I know folks in literary circles like hating on Dan Brown, but I do love that all his books have very short chapters. It’s refreshing to have frequent stopping places, rather than tucking in for a 70 page chapter-that-should-have-been-a-novella. I feel like I get through books with shorter chapters faster.

I wish some of these charts weren’t normalized. Instead of percent of the market, I want to see the overall volume. Because my hunch is that these markets are just expanding unevenly. If it use to be 10 novel movies and 1 superhero movie, and now it’s 15 novel movies and 10 superhero movies, it’s a decrease in market share, but it’s still an increase.

Ok devil’s advocate. What’s more original? Thor 3: Ragnarok? Or Jojo Rabbit? Both great films imo; both by Taika Waititi.

The former features marvel’s Thor, who’s commercial af. But it goes to a new world, has a markedly different tone, humor, themes, and plot. The plot hits themes of humility and identity and the specifics of the ending were, imo, not very predictable.

Jojo rabbit is set in WWII with all original characters with some great bits, but an overall plot that’s fairly predictable.

You could easily argue it’s still Jojo rabbit, but is there anything obviously bad about how original Thor 3 is?

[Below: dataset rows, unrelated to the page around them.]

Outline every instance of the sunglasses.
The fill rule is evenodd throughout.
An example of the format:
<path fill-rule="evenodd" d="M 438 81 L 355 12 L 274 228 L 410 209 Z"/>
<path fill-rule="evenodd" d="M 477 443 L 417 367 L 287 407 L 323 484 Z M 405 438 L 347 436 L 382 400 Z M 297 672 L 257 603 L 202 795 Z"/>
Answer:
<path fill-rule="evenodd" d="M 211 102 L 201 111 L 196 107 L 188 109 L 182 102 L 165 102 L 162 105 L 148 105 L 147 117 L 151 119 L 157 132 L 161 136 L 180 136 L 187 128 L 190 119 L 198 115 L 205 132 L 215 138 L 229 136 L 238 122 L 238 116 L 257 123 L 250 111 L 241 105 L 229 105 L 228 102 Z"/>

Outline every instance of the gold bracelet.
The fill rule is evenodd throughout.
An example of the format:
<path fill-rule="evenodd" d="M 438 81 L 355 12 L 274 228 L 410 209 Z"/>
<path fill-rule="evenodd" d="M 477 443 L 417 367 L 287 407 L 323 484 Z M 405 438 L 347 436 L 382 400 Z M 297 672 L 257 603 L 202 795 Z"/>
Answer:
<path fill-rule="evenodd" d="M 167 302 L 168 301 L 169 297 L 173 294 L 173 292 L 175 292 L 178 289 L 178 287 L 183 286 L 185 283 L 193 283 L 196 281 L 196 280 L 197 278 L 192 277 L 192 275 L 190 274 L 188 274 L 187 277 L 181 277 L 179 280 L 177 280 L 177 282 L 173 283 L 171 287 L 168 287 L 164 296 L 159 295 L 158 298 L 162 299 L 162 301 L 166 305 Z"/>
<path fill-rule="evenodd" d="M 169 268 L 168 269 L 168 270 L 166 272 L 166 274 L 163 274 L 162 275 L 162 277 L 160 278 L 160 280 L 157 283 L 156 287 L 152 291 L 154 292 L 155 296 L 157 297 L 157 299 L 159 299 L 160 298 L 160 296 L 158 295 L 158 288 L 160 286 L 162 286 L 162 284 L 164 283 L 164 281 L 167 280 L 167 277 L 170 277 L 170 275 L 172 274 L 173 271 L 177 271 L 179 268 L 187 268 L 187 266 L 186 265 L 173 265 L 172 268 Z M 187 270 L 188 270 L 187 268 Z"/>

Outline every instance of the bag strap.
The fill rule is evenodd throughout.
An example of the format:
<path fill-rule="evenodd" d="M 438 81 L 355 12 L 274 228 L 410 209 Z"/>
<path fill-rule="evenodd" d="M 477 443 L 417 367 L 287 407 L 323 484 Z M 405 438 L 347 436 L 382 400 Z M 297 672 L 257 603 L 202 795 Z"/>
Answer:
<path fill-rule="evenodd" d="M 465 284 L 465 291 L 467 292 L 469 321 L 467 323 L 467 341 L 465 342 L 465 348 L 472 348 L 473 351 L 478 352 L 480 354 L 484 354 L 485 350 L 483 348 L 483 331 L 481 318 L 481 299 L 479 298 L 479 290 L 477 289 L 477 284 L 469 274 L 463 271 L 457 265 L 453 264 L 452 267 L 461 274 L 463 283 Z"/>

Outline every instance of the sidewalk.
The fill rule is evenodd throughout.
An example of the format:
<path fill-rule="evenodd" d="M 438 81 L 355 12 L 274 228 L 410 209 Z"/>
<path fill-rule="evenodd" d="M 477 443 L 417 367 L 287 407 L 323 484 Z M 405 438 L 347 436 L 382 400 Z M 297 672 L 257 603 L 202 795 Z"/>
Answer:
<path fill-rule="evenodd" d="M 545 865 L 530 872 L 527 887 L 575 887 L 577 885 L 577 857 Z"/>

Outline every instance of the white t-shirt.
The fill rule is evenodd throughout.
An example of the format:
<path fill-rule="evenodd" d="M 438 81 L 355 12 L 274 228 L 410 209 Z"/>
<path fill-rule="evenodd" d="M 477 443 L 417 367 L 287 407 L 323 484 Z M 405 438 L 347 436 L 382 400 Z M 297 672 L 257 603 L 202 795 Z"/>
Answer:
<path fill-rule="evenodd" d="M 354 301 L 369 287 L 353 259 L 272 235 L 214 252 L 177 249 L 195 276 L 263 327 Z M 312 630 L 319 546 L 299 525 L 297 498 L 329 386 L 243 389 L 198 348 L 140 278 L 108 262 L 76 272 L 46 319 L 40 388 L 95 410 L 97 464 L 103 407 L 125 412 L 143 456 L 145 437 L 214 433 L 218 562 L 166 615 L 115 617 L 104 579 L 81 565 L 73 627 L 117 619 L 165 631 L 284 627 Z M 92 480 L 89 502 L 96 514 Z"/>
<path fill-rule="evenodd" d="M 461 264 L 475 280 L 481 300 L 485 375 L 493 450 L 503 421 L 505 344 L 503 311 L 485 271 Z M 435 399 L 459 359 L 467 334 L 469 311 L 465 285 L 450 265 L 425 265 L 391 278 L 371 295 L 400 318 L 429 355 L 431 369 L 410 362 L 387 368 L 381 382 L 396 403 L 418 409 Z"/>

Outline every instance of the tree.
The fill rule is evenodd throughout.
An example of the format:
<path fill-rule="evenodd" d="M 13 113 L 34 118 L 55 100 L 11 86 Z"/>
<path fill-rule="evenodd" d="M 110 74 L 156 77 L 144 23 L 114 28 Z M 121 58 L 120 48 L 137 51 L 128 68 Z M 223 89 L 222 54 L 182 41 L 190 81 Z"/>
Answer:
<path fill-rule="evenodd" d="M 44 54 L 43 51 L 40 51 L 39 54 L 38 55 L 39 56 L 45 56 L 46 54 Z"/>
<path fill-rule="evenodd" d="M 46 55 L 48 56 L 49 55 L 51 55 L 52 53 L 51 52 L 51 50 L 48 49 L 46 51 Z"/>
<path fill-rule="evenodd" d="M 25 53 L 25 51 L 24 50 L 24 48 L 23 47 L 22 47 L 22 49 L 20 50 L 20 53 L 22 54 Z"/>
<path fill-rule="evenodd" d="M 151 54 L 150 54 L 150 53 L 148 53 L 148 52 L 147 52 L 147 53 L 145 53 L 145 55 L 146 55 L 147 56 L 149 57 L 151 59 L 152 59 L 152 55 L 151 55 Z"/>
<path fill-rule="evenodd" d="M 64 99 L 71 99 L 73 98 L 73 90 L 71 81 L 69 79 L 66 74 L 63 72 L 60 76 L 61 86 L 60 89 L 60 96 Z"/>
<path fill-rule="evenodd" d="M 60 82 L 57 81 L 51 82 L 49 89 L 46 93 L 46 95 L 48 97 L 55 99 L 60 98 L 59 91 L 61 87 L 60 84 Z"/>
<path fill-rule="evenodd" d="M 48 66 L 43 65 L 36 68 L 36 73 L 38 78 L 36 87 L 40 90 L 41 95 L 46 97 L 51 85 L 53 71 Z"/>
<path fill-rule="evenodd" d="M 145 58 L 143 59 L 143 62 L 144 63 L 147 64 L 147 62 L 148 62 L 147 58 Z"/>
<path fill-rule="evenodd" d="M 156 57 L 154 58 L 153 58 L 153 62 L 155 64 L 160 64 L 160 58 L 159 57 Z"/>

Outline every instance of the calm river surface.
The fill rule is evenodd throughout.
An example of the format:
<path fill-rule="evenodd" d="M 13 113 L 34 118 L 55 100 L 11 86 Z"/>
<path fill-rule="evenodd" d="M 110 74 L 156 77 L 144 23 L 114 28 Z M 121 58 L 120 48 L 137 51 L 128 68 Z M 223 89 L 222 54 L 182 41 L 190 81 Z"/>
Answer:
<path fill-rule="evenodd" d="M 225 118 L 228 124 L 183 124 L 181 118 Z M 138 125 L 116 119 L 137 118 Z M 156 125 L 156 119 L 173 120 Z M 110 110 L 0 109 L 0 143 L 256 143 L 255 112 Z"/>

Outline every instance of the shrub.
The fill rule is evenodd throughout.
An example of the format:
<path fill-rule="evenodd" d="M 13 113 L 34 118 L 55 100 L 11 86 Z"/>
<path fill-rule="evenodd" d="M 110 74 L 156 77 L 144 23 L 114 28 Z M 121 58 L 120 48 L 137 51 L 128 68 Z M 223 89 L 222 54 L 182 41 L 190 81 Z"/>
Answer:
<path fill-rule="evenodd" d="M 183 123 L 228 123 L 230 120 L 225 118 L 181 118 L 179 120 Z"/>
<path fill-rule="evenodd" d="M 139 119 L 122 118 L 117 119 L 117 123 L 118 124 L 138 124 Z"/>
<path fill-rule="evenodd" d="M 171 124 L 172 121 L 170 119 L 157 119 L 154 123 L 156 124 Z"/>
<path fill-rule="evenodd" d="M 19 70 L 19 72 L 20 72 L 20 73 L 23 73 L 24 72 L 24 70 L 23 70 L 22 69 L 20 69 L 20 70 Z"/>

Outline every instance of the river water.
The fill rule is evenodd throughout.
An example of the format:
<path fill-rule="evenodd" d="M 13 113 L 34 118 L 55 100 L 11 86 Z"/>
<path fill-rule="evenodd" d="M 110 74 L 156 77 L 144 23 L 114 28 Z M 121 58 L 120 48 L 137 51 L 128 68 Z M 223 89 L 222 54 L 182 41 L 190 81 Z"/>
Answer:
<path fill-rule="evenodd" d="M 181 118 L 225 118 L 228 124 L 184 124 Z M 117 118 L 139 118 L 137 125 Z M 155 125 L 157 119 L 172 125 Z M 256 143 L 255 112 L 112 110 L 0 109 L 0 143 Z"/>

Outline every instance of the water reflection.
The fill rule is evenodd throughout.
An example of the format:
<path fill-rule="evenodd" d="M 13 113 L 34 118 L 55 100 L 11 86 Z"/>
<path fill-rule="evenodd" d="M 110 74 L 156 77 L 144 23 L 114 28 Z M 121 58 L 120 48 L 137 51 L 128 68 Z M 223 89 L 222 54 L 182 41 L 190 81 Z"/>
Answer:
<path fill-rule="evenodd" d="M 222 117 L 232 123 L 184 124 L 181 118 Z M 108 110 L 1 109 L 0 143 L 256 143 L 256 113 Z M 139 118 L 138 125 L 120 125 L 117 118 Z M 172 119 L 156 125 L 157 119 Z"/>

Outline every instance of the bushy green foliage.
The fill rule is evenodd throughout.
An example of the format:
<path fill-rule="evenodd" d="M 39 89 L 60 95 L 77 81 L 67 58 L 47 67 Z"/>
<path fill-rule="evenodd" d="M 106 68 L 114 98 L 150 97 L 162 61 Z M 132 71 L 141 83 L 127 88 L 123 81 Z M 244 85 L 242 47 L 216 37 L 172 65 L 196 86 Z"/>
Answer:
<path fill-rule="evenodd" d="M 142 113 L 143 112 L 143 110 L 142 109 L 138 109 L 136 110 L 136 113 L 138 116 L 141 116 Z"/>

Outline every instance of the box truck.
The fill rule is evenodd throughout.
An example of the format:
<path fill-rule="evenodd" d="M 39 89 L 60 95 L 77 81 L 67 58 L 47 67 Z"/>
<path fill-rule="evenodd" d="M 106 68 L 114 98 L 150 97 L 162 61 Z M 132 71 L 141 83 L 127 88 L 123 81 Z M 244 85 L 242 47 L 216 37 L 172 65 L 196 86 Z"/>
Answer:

I think no.

And there have been lots of great movies in the past year even. Everything everywhere, Last Night in Soho, massive talent, etc.

Edit: the formulaic rom coms and action movies and comedies were the bigger issue to me. A mildly novel setting, or perhaps, novel buddy cop duo, added far less interesting material than things complained about here.

  • Romcoms are the romantic equivalent of B-budget action movies.

    You know exactly how it goes, but that's the reason you enjoy it =)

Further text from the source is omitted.